Tomorrow’s Preeminent Power
Many differences separate this eclectic mix of nations, but one very important thing unites them – their view of China. As the Pentagon’s Annual Report to Congresson the Military Power of China concluded, China wants nothing less than “to become the preeminent Asian power.”[12] And that presents a problem for every nation in the region, especially the United States, the current preeminent power in Asia. As the Hainan takedown underscores, China’s leaders believe the People’s Republic extends deep into international waters, encompassing Philippine, Vietnamese and Taiwanese islands – and they’re willing to go to war over it. To the west, Beijing is beginning to flex its muscles toward the Central Asian states. And with some 50 million ethnic Chinese living outside the PRC, the region has all the ingredients of a Serbia-style war of reincorporation.

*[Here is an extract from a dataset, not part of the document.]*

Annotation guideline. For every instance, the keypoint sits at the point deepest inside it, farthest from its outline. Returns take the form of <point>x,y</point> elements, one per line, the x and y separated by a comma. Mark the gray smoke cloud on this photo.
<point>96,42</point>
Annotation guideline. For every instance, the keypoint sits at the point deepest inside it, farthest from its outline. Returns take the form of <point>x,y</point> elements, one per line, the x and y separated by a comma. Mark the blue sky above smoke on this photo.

To be sure, whether or not Beijing chooses to follow the path taken by yesterday’s empires is something over which the United States has little control. But America and its allies can still determine whether Taiwan or one of its neighbors becomes this generation’s Berlin or its Czechoslovakia.
[1]Bush speech in Simi Valley, Calif., November 19, 1999.
[2]Paul Johnson, Modern Times, p.175.
[3]Ibid.
[4]Department of Defense, Annual Report to Congress on the Military Power of China, June 2000.
[5]Robert Sutter, “China’s Rising Military Power and Influence,” CRS Report, 1996.
[6] Department of Defense, Annual Report to Congress on the Military Power of China, June 2000.
[7] Sen. Lugar speech at Hudson’s International Conference on the USA, Taiwan and the PRC, Jan. 11, 2001.
[8]Paul Braken, “America’s Maginot Line,” The Atlantic Monthly, December 1998.
[9]Jim Garamone, “US, Filipino Leaders Meet to Strengthen Ties,” AFIS News, Sept. 18, 2000.
[10] Sunanda Datta-Ray, “China plays India card in new strategy for Asia,” International Herald Tribune, January 30, 2001.
[11] Linda Kozaryn, “Symbolic visit foretells positive future,” American Forces Press, April 26, 2000.
[12]Department of Defense, Annual Report to Congress.